”I dati del rapporto Censis-Assosomm confermano che il lavoro in somministrazione è il vero laboratorio dell'occupazione italiana. Siamo di fronte a un modello che anticipa le tendenze del mercato e offre soluzioni concrete alle esigenze di imprese e lavoratori”, commenta il presidente di Assosomm, Rosario Rasizza per il quale ”colpisce la capacità della somministrazione di coinvolgere i giovani e di garantire inclusione. Questo dimostra che il nostro settore è un canale privilegiato per chi cerca opportunità e integrazione”. Non meno importante, aggiunge, ”è il dato sulla stabilizzazione. La somministrazione non è più sinonimo di temporaneità, ma sempre più spesso rappresenta una porta d'ingresso stabile nel mondo del lavoro. Un modello che potrebbe indicare la strada per superare i paradossi e le rigidità del mercato del lavoro nazionale”.

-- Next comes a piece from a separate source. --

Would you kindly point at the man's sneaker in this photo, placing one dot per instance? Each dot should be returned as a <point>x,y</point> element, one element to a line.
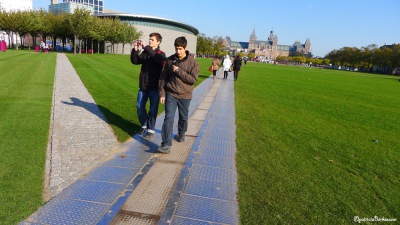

Il rapporto sottolinea anche che l'intelligenza artificiale per affrontare i rischi informatici è una opportunità per i giovani in cerca di lavoro. In particolare, il 50% dei responsabili It di grandi imprese occidentali, Italia compresa, lamenta la mancanza di competenze che siano in grado di utilizzare efficacemente strumenti di intelligenza artificiale per affrontare i rischi informatici. ”La percentuale indicata è il segnale di un campo enorme verso il quale indirizzare gli investimenti in formazione all'interno delle aziende e, in generale, verso il quale orientare, attraverso la somministrazione di lavoro, il supporto alle aziende e la dotazione di competenze determinanti per la crescita, se non per la sopravvivenza stessa delle aziende", commenta il responsabile Area economia, lavoro e territorio del Censis, Andrea Toma.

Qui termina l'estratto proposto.